Upcoming evacuation ‘unfair’ to troops ordered to implement it

I spoke with a friend of mine who serves in a Golani Brigade battalion currently securing Gush Katif settlements. He is a commander, and also wants to attend an officer’s course, but he is an emphatic opposer of the disengagement.

 

Until about a week, he sported an orange bracelet and distributed more among his fellow soldiers. You’d be surprised to hear that he is not a religious settler, but a secular Tel Aviv resident.

 

How is he supposed to feel knowing that, if he doesn’t carry out the order to evacuate, his chances of going to officer’s school and continuing his military career are slim to none?

 

What is our army and country coming to?

 

The phrase “An offer you cannot refuse” is heard in mobster movies.
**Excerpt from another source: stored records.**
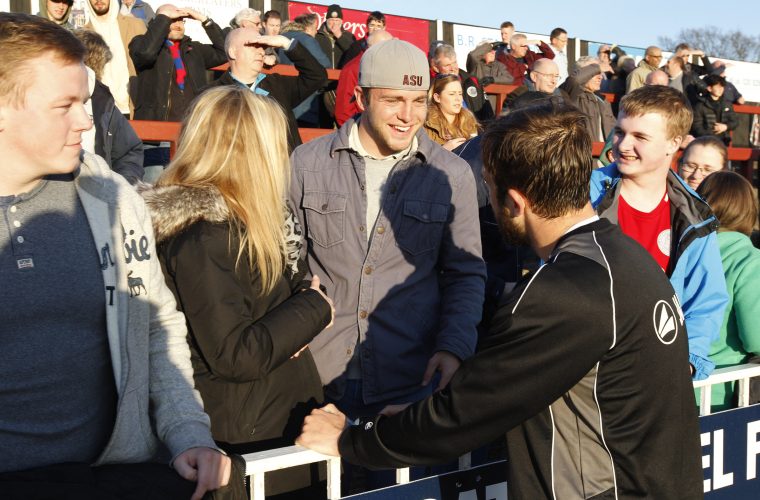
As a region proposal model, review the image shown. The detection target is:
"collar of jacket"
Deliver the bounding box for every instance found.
[594,163,719,261]
[74,152,120,205]
[141,184,229,244]
[328,116,433,162]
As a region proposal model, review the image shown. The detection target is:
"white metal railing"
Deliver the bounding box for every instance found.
[242,363,760,499]
[693,363,760,416]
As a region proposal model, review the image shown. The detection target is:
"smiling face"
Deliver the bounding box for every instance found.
[47,0,70,22]
[355,87,427,157]
[679,144,725,190]
[612,111,680,181]
[0,56,92,192]
[434,80,463,119]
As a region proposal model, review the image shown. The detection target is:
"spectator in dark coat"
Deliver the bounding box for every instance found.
[338,10,385,68]
[128,4,226,121]
[279,14,331,128]
[691,75,739,146]
[315,4,356,69]
[75,28,144,184]
[207,28,327,152]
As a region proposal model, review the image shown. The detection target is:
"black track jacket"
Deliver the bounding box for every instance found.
[339,218,703,499]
Unfortunately, a large number of Israeli citizens have heard this phrase from local thugs who threatened to burn down their businesses if they would not pay up.

 

But how is an IDF soldier supposed to feel when he is ordered to evacuate people from their homes? How are elite unit soldiers supposed to react when they are scheduled to participate in the first phase of the evacuation because the chances they would refuse an order are the slimmest?

 

How is an IDF fighter supposed to place his heart and soul in the hands of his commanding officers knowing they relate to him just as the mobster treats his victims?

 

Those soldiers have exerted a lot of sweat, pain and determination to attain their current status, and the demand that they participate in the evacuation is unfair.

 

'Spirit and faith will overcome'

 

It seems this is a result of the IDF’s “Ethical Code,” as the military constantly deals with treating the enemy in a moral fashion, terrorists included, but fails to look inward.

 

I know these soldiers: They couldn’t hurt a fly. So the government wants to send them to evacuate us, the people they protect and care for?

 

Who is the enemy here -- the residents of Gush Katif or the residents of Gaza? If I feel confused, I don’t want to know what must be going on in the soldiers’ heads.

 

In addition to all this uncertainty, the soldiers are not permitted to operate. Last week, a group of terrorists made it to within nine feet of Kfar Darom's security fence before the troops were given the order to take them down. Is this how an army is supposed to look like?

 

When I asked one soldier how is it that everyone believes the disengagement plan is terrible but there is no insubordination, he told me, “Don’t worry, if, God forbid, the plan will reach its implementation phase, we will take off our uniforms and join you. We’ll break our own arms, legs; we’ll get out of it somehow.”

 

I have only one piece of advice to those planning the pullout: Send the psychologists and social workers to treat the soldiers, not us, for they are the ones who will need it.

 

When the IDF will turn to the politicians and announce that it cannot carry out the expulsion mission - then all the soldiers and officers will regain the trust they are missing.

 

Spirit and faith will overcome military expertise; then we will be able to say that despite the army’s “mob-like” behavior toward these soldiers, the result is good.

 

Renana Marmelstein is a 17-year-old resident of Gush Katif. Her regular column appears as part of Ynetnews coverage of the Gaza disengagement plan.